My first job, before patients start arriving, is to complete any outstanding paperwork from the day before which can include completing orders for medicines, reviewing emails, or reading new circulars and advice that is sent out from the Department of Health.

On any one day I can dispense around 600 items to 200 different patients. On average I will need to speak directly to 50-to-60 of these patients who may have more complex conditions or when I have concerns. This may involve providing advice and directions on how to manage their condition or multiple medications, supporting and reassuring patients diagnosed with a new condition, such as type 1 diabetes, signposting to other services, and referral to GPs or A&E when necessary.

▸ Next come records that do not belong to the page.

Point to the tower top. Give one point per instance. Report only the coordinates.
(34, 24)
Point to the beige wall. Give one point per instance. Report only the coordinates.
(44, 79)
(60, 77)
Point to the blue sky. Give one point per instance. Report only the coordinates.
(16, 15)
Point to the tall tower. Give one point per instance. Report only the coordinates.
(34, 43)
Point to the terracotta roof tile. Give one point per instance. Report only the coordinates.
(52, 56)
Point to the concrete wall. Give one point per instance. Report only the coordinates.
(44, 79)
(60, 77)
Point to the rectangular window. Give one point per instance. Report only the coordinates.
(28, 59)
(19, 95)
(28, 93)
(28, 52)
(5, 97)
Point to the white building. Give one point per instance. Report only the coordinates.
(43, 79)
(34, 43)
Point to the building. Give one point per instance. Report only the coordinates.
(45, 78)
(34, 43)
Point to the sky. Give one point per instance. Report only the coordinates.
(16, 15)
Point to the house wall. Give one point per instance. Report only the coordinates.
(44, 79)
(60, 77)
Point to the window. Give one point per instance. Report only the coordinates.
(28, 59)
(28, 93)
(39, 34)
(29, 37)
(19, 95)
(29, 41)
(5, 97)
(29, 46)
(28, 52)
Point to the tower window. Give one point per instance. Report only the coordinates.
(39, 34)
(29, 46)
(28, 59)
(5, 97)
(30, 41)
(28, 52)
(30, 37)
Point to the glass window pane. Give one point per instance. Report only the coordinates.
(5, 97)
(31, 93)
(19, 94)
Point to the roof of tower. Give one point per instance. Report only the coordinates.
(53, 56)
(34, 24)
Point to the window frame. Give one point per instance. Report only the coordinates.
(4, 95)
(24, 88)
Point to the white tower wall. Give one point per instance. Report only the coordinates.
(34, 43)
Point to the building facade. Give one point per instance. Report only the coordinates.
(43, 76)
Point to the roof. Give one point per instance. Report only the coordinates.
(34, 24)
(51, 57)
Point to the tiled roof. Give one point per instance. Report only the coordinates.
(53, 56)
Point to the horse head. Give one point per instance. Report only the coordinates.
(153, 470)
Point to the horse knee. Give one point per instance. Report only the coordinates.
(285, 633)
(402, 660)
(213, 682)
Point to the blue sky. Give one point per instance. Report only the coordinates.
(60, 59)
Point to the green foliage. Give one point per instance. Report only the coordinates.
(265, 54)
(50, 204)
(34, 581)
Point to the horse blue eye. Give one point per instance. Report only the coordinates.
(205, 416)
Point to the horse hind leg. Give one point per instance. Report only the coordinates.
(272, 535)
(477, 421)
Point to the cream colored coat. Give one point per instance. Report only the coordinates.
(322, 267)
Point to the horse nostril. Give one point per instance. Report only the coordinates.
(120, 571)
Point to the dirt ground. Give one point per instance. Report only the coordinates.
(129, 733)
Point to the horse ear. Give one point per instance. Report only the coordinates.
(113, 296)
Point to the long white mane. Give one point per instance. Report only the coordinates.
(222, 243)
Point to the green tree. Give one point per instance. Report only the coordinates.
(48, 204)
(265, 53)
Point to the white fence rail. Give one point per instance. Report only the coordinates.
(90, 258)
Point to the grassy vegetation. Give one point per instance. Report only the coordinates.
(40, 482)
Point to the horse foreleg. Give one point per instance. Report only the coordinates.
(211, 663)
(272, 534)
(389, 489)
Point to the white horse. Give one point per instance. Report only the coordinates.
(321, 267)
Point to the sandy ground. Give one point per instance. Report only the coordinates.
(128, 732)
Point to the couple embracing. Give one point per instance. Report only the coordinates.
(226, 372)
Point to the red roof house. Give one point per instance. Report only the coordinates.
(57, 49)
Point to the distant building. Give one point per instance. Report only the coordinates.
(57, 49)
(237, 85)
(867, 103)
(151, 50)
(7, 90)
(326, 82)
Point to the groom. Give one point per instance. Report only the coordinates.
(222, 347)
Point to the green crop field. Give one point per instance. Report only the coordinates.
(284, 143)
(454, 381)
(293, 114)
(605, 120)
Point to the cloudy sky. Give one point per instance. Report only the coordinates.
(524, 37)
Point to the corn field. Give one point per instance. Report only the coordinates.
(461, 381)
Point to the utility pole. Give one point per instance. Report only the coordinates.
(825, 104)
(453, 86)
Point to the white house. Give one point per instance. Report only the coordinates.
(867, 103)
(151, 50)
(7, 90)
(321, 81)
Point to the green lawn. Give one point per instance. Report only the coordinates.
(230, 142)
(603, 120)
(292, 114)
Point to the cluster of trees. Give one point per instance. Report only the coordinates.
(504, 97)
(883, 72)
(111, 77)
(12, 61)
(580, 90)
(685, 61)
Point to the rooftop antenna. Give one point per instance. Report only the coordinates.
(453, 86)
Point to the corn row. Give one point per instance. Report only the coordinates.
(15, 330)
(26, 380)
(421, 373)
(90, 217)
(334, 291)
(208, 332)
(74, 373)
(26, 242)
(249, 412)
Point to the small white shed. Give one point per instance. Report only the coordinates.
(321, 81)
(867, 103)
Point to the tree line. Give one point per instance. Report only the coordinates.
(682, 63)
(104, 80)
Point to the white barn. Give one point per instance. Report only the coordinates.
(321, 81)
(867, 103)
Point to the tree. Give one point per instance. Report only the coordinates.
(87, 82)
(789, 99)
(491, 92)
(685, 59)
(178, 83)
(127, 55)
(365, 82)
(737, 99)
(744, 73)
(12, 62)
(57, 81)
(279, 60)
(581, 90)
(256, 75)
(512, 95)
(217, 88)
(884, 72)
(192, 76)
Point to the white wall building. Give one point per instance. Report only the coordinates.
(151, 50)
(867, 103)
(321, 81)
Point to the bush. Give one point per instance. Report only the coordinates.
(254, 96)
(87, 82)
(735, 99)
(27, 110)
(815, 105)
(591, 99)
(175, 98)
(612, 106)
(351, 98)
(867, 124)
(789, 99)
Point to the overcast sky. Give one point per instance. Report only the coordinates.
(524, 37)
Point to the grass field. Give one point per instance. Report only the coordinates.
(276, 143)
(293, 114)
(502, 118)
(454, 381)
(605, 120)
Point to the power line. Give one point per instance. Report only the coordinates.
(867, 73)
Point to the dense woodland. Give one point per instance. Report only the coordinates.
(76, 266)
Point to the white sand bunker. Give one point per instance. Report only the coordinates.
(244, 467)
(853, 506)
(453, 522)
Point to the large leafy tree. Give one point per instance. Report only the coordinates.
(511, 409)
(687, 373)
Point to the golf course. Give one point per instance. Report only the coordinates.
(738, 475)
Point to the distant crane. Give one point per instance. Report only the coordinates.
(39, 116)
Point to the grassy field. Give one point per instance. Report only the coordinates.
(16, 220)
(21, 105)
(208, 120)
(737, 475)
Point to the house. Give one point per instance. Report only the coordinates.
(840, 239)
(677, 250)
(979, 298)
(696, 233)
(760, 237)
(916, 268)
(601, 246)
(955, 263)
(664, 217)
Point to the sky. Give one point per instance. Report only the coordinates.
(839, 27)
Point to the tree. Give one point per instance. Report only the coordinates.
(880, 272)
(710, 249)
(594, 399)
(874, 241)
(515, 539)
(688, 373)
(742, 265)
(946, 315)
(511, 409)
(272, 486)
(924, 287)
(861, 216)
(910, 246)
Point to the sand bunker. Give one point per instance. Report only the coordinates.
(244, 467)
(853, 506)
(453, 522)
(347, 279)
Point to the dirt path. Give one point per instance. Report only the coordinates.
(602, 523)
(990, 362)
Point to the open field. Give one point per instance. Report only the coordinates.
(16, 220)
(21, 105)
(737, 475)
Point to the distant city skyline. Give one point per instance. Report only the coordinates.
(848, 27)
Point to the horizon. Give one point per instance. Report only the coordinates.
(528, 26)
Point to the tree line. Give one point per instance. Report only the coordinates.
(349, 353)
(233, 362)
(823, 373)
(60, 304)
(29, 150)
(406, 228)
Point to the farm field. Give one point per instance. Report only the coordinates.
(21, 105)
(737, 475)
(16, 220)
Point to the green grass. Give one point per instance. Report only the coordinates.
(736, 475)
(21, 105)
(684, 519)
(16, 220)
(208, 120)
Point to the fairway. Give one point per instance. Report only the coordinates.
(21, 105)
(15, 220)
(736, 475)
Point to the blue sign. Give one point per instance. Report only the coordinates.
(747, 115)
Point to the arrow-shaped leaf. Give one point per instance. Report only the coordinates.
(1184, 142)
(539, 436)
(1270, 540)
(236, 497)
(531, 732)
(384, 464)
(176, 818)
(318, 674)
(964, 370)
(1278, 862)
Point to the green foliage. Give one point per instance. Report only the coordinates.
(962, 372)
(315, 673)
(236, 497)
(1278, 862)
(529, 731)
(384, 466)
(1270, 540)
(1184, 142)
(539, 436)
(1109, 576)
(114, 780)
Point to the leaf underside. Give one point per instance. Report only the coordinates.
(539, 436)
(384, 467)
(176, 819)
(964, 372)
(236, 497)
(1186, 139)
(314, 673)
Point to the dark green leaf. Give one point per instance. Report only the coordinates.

My pharmacy is one of three designated palliative care pharmacies in Fermanagh and hence we care for a higher than average number of patients who need extra support and interventions. This involves consulting with the patient on how they are coping with their condition and medications, ensuring that they are on the right dosage, managing interactions with concurrent medications, advising on minimising side-effects, and resolving adherence problems. We also liaise with GPs when queries arise, such as medication or dose changes and compliance issues. We provide compliance support to approximately 100 patients weekly who need assistance taking multiple medications or are at risk of overdose or medication abuse.

Preventative care is also a core part of our service. Heading into winter we offer a private flu vaccine service and are due to offer flu vaccines to healthcare staff as part of a new pilot. We run a very important and popular smoking cessation programme. Other services include lifestyle advice, weight loss management, interventions around drug and alcohol dependence, and involvement in community health promotion events.

Working in health and social care at this very challenging time means that we have many other issues to deal with that make our job more difficult. Funding challenges have meant that we have had to reduce our work force to minimum levels which is now one pharmacist and four staff. This makes it very difficult to manage holidays, sickness, family commitments, and means little time for breaks during the day and puts extreme pressure on the team.

In addition, working in a rural area close to the border means that I find it hard to source locums to cover holiday periods. In recent years we have lost many community-based pharmacists to the Republic where wages and working conditions are much better, as well as to hospitals and GP surgeries, again due to better working hours and conditions. Unfortunately, even with the evidence of the current work force pressures in community pharmacy recruitment to GP surgeries still continues.

A daily recurring theme involves multiple calls to suppliers or other pharmacies sourcing medicines that are out-of-stock. This can often result in a dead-end and requesting the GP to prescribe a suitable alternative. This is a very time-consuming process for everyone involved, causing delays in treatment for the patient and the need for additional consultations with the patient when the alternative medication is prescribed.

My day usually ends at around 10 or 11pm. The pharmacy closes at 6pm but then all my other jobs start. There are a lot of responsibilities to be met in terms of staying up-to-date with new advice on medicines; dealing with paperwork, such as twice-monthly preparation of prescriptions for submission to BSO, invoices, GDPR, Quality Assurance, Health & Safety, complying with audits, paying bills and staff wages.

The reality of working 16-hour days, juggling finance, staff shortages, medicine shortages, and dealing with increasing paperwork is a common theme in community pharmacies, whether it’s a small independent or the bigger chains. Realistic funding would enable a resolution to many of these challenges and provide a proper life balance for our community pharmacists.

Despite the challenges, I still enjoy the rewards of being a community pharmacist, which are getting to know my patients and providing an accessible health service that makes a real difference to their lives and the community I live in.